U.S. Trends in Hospitalization and Generalist Physician Workforce and the Emergence of Hospitalists

Abstract
General internists and other generalist physicians have traditionally cared for their patients during both ambulatory visits and hospitalizations. It has been suggested that the expansion of hospitalists since the mid-1990s has "crowded out" generalists from inpatient care. However, it is also possible that declining hospital utilization relative to the size of the generalist workforce reduced the incentives for generalists to continue providing hospital care. To examine trends in hospital utilization and the generalist workforce before and after the emergence of hospitalists in the U.S. and to investigate factors contributing to these trends.
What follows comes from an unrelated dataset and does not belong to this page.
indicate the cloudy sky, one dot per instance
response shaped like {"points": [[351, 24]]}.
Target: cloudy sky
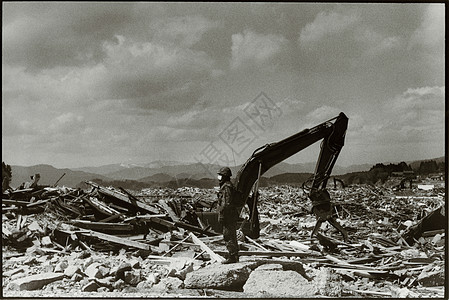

Using data from 1980-2005 on inpatient visits from the National Hospital Discharge Survey, and physician manpower data from the American Medical Association, we identified national trends before and after the emergence of hospitalists in the annual number of inpatient encounters relative to the number of generalists. Inpatient encounters relative to the number of generalists declined steadily before the emergence of hospitalists. Declines in inpatient encounters relative to the number of generalists were driven primarily by reduced hospital length of stay and increased numbers of generalists. Hospital utilization relative to generalist workforce declined before the emergence of hospitalists, largely due to declining length of stay and rising generalist workforce. This likely weakened generalist incentives to provide hospital care. Models of care that seek to preserve dual-setting generalist care spanning ambulatory and inpatient settings are most likely to be viable if they focus on patients at high risk of hospitalization.